Le 14 octobre 2007, publié sur ufctogo.com

Les Togolais votent ce dimanche pour renouveler leur parlement lors d’un scrutin auquel participent pour la première fois depuis 17 ans tous les principaux partis, dont l’Union des forces de changement (UFC) de l’opposant historique Gilchrist Olympio.

C’est en effet la première fois que l’UFC prendra part à un scrutin législatif depuis le début du processus démocratique en 1990. En 2002, en raison du boycott des principaux partis d’opposition, le Rassemblement du Peuple Togolais (RPT, au pouvoir) avait raflé 72 sièges sur 81 sièges.

Près de 3 millions d’électeurs sont attendus dans les 5.913 bureaux de vote qui seront ouverts de 07H00 à 17H00 (heures locales et GMT). Au total 2.100 candidats issus de 32 partis politiques et de listes d’indépendants briguent les 81 sièges du Parlement.

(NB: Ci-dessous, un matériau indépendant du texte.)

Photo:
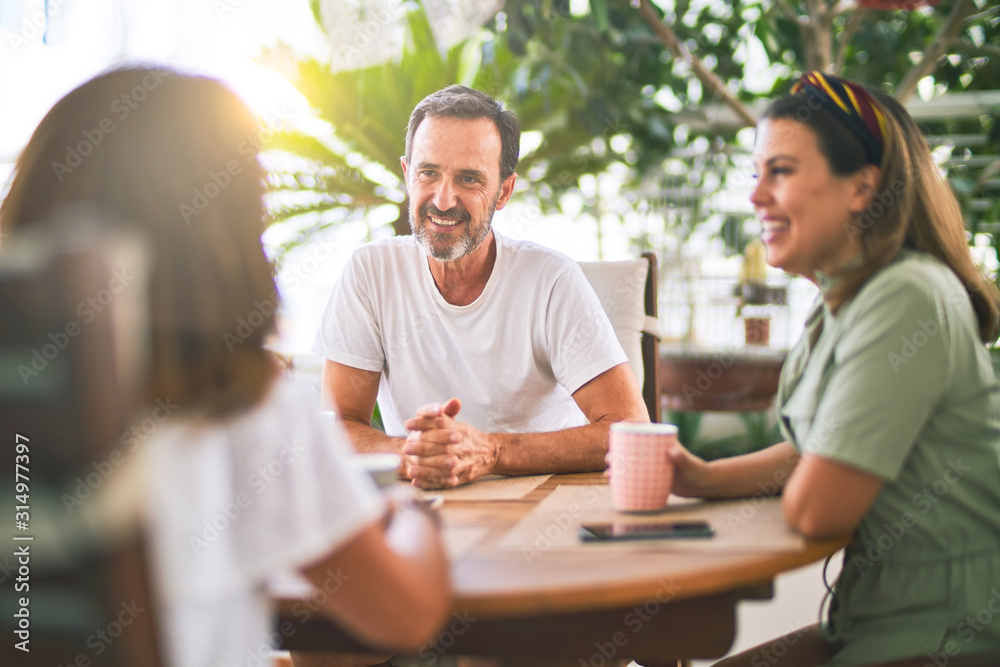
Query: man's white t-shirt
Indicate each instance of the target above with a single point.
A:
(235, 503)
(514, 356)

Plus de 3.500 observateurs nationaux et internationaux dont ceux de l’Union européenne (UE) et de l’Union africaine (UA) vont superviser ces législatives cruciales pour le RPT.

Ce parti compte essentiellement mettre en avant la politique d’ouverture et de réconciliation du président Faure Gnassingbé, fils du général Gnassingbé Eyadéma décédé en février 2005 après 38 ans de règne. Mais, pour bon nombre d’observateurs, la tâche risque de ne pas être facile pour le RPT, tous les "poids lourds" de l’opposition étant dans la course.

A la tête de l’UFC, l’opposant Gilchrist Olympio est le fils de Sylvanus Olympio, le premier président du Togo assassiné en 1963 lors d’un coup d’Etat auquel participa Gnassingbé Eyadéma. En février 2005, au lendemain du décès du général Eyadéma, son fils Faure Gnassingbé avait été désigné par l’armée pour lui succéder, avant de démissionner sous la pression internationale. Puis il avait été élu en avril 2005 lors d’un scrutin contesté et marqué par une vague de violences (l’ONU parle de "400 à 500 morts").

La Commission électorale nationale indépendante (Ceni) du Togo est tenue d’organiser des législatives "libres" et "transparentes", principale condition posée par l’UE pour normaliser ses relations avec Lomé, rompues depuis 1993 pour "déficit démocratique". L’armée et les corps de sécurité ont voté jeudi, afin d’assurer la sécurité le jour du scrutin. Le dépouillement de leur vote n’aura lieu que dimanche, après le vote de l’ensemble du corps électoral.

Les premiers résultats provisoires de ces législatives seront connus plusieurs jours après le vote, selon des responsables de la Ceni.